GERMAN-POLISH BORDER A DANGEROUS PLACE FOR TAXI DRIVERS

FECL 57 (March 1999)

In Germany's border region with Poland, ever greater numbers of taxi drivers are facing charges for "abetting illegal entry of aliens". Criminal proceedings against cab drivers have significantly increased following the introduction, four years ago, of a paragraph 92a into the German Foreigners Law.

The new provision makes "abetting" of illegal entry and illegal stay of aliens punishable offences. The new rules have triggered an avalanche of trials that have affected in the first instance cab drivers operating in the German Polish border area. More than hundred criminal investigations against cab drivers have been opened. In the small town of Zittau, situated at the most southeastern point of the Land of Saxony, every third taxi driver is under investigation.

The taxi drivers are charged with "smuggling aliens", on the grounds that they transported "illegal aliens" to destinations in the interior of Germany.

Those charged claim that they were unaware of their passengers' status, but judges do not seem to be inclined to believe them. Courts have given prison sentences of up to two and a half years, and four taxi drivers are already serving terms, after having exhausted all national legal remedies.

According to estimates of the German Federal Border Protection Service (Bundesgrenzschutz : BGS), 150 persons illegally cross the heavily guarded along the rivers Oder and Neisse every day. The Neisse in particular can be crossed easily.

In its efforts to curb illegal entries, the BGS has resorted to very questionable practices. Among other activities, authorities have set up a special "citizens' hot line", on which inhabitants of the border region can call free of charge to inform the BGS about "suspicious observations". The hot line has proven a success.

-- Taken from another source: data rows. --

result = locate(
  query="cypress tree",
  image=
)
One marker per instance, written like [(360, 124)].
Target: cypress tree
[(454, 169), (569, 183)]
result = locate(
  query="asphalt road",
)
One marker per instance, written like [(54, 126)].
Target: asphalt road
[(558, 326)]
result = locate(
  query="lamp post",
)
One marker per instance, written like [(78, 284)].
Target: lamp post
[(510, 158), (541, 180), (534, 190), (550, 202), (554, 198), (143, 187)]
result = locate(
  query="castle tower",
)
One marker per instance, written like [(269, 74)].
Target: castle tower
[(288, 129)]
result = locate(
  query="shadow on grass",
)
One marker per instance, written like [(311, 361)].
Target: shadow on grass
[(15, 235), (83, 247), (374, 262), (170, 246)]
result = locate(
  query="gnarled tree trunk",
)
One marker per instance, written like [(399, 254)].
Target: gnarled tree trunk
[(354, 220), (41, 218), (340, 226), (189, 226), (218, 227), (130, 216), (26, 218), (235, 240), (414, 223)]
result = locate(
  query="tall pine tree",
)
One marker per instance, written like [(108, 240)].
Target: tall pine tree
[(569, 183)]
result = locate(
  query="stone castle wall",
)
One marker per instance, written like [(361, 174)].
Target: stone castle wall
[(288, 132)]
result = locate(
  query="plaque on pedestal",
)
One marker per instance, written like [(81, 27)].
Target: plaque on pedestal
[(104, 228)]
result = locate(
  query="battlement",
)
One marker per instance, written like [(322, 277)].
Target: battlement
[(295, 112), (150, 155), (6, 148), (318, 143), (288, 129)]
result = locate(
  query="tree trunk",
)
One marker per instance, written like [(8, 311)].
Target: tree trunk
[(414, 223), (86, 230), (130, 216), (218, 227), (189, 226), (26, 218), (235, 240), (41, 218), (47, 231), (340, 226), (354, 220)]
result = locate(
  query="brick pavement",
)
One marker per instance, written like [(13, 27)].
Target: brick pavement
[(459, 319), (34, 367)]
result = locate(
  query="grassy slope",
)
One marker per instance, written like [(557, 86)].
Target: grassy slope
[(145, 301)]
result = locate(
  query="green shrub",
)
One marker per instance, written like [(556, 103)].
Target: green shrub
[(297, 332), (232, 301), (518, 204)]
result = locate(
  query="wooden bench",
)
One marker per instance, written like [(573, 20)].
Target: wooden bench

More than half of the arrests of "illegal aliens" were made as a result of citizens acting as voluntary informers.

The BGS’s main concern is to prevent "illegal aliens" from reaching destinations inside Germany, since only aliens stopped in border districts can be returned to Poland or the Czech Republic without delay. Once an "illegal alien" has succeeded in filing an asylum application inside the country, this is no longer possible.

In a leaflet distributed by the BGS last year, taxi drivers are warned: "Do not carry persons in your taxi who have manifestly entered the country illegally". And Courts have given indications on how to distinguish illegal from legal aliens. "Conspicuously soiled clothes and shabby clothing", as well as "conspicuously large amounts of luggage" are sufficient grounds for suspicion. Wet clothes indicate that a would-be passenger has just swum across the Neisse, cab drivers are told. There are no other means for cab drivers to determine who is an "illegal alien". Cab drivers are prohibited by law from checking travel documents. They have only two safe options for avoiding the risk of prosecution. Either they refuse, as a rule, to carry passengers who look foreign, or they inform the BGS whenever their services are sought by a foreign-looking customer. In Zittau, cab drivers have opted for the first option. Nobody who looks like a foreigner can any longer expect to get a ride.

Recently, a local Turkish shop owner was attacked on the street and severely injured. Despite his desperate calls for help, no taxi driver wanted to take him to the hospital.

In the meantime, taxi drivers from Berlin and Hamburg have launched a protest campaign. In a convoy in solidarity with both their colleagues in the border regions and foreign passengers they drove to the border. Their statement distributed throughout the country says: "We want to carry people who look foreign, speak bad German, and have a lot of luggage and wet clothes to their destination". The campaign is running under the slogan "No human being is illegal".

Taxi drivers are also considering a complaint to the European Court of Human Rights.